While visiting home this summer, I had a transcendent experience at Merchants (the restaurant formerly known as Teller’s) in Lawrence, Kansas. I can’t even claim responsibility for stellar ordering since someone else at the table chose the appetizers. Like most sane people, I don’t usually jump at the chance to eat Brussels sprouts. These changed my life though, and I vowed then and there to figure out how to recreate them.
A quick Google search landed me on The Baker Mama’s recipe for Crispy Asian Brussels Sprouts, which happens to be inspired by a restaurant dish as well.
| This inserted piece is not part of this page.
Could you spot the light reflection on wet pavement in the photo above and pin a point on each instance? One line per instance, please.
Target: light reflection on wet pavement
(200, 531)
A few test runs later I came up with this sweeter and tangier version that more closely resembles what they serve at Merchants.
(vegan, gluten free, naturally sweetened, nut free—I defy anyone to come up with a reason not to eat these)
- 1 pound or 15-20 Brussels sprouts
- 3 tablespoons soy sauce
- 3 tablespoons dark or amber pure maple syrup (if using light or traditional substitutes for maple syrup, 1-2 T)
- 1/2 tablespoon sriracha
- 2-3 tablespoons lemon juice
- 2 garlic cloves, minced
- ~6 dried apricots, sliced thinly
- Preheat oven to 400°. Cut the base off of the Brussels sprouts and chop them in half. Rinse and dry. Toss with oil on a rimmed cookie sheet before putting in the oven. Cook 30 min, stir once halfway through. You want them to get a little charred, but keep an eye out and don’t let them burn.
- Reduce remaining ingredients over medium heat.
- Sift through the Brussels and remove any over-charred (read: burnt) loose leaves.
- Toss the sprouts in the sauce and enjoy!